Burton Morris (born 1964) is an American pop artist. Best known for his bold, graphic pop art paintings and depictions of various modern icons, his subject matter includes everyday objects that portray today's popular culture. His distinctive style is characterized by radiant outlines and vivid colours in all of his art.

==Early life and education==
Burton Morris was born in Pittsburgh, Pennsylvania in 1964. He earned his bachelor of fine arts degree from Carnegie Mellon University in 1986.

==Career==
After graduation, Burton started a career as an Art Director in Advertising. He established the Burton Morris Studios in 1990.

In 1992, Absolut Vodka selected his artwork to represent Pennsylvania for its prestigious Absolut Statehood campaign. In 1994, his paintings began to hang on the hit NBC television sitcom Friends, which continued to showcase his artwork for over ten seasons to millions of viewers worldwide.

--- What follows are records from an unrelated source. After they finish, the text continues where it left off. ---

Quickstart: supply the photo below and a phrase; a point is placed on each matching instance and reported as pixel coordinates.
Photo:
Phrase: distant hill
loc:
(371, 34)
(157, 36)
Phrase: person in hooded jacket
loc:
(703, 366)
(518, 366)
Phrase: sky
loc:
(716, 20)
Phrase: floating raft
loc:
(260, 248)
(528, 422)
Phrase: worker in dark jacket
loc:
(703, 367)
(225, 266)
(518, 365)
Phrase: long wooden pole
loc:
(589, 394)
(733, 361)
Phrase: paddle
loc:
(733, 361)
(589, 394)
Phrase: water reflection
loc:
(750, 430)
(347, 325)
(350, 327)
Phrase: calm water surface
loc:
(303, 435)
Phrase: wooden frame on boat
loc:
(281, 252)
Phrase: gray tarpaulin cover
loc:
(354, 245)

In 2004 he was selected to create the signature image for the 76th Academy Awards. The artwork enlivened the facade of the Kodak Theatre in Hollywood, CA and was seen by over one billion people worldwide.

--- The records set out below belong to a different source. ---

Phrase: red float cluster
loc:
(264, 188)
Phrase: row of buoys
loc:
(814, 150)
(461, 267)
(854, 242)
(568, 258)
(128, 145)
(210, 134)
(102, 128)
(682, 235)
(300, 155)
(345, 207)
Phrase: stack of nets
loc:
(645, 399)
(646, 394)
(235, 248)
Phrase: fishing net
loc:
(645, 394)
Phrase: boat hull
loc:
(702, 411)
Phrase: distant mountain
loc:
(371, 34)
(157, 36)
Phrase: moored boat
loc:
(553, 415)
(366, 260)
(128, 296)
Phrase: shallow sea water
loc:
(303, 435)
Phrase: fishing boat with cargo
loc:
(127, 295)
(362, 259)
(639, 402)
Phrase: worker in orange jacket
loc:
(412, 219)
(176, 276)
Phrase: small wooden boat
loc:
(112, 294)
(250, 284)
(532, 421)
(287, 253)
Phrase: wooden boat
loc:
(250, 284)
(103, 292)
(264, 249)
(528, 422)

Over the years, Morris has created signature artwork for the United States Olympic Team, the 2006 MLB All-Star Game, the 38th Montreux Jazz Festival, the 2010 FIFA World Cup, and the 2016 U.S. Open ( golf ) to name a few.

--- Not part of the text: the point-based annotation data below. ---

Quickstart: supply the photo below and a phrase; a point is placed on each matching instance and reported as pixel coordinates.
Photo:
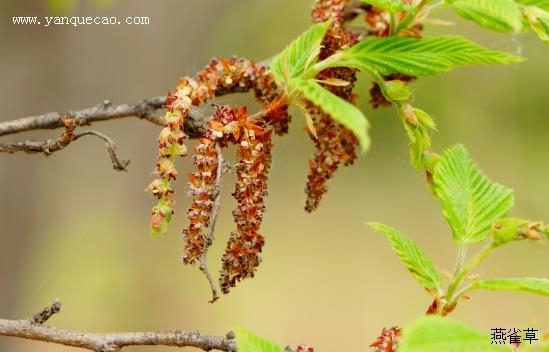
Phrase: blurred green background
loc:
(73, 228)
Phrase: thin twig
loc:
(117, 164)
(145, 109)
(50, 146)
(211, 227)
(109, 342)
(46, 313)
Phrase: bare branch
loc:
(145, 109)
(50, 146)
(46, 313)
(109, 342)
(211, 227)
(117, 164)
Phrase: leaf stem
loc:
(412, 15)
(331, 61)
(460, 260)
(466, 269)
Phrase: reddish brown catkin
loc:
(335, 144)
(201, 186)
(221, 76)
(388, 340)
(254, 144)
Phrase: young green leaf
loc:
(340, 110)
(437, 334)
(418, 57)
(471, 202)
(513, 229)
(501, 15)
(417, 124)
(391, 6)
(538, 20)
(413, 257)
(524, 284)
(303, 51)
(249, 342)
(542, 4)
(397, 90)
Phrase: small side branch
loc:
(117, 164)
(144, 109)
(211, 228)
(109, 342)
(53, 145)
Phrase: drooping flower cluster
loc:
(254, 146)
(334, 143)
(325, 10)
(221, 76)
(201, 186)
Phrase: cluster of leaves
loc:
(475, 208)
(316, 74)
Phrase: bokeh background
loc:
(71, 227)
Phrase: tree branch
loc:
(49, 146)
(109, 342)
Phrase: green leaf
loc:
(437, 334)
(470, 201)
(391, 6)
(249, 342)
(525, 284)
(512, 229)
(340, 110)
(538, 20)
(397, 90)
(413, 257)
(542, 4)
(417, 124)
(301, 53)
(500, 15)
(418, 57)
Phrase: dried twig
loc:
(50, 146)
(117, 164)
(109, 342)
(211, 227)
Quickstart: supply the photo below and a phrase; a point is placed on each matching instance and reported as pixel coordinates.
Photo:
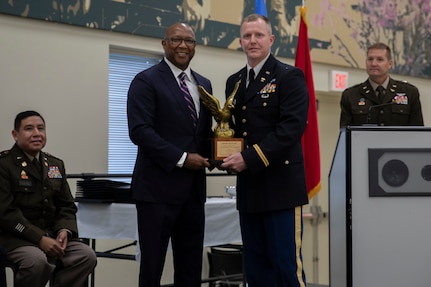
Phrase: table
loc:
(118, 221)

Original artworks have been commissioned for corporations and institutions such as H.J.Heinz Corporation, Chanel, Perrier, Rolex, Kellogg's, Ford, Coca-Cola and AT&T. In addition, Burton's artwork has helped to raise millions of dollars for charities internationally.

Morris’ artwork is featured in the collections of The Albright Knox Museum, The Academy of Motion Picture Arts and Sciences, The Jimmy Carter Centre, The World Of Coca-Cola Museum, The Obama Presidential Centre, The United Nations, The Elysée Museum, The International Olympic Museum, and The Hickory Museum Of Art.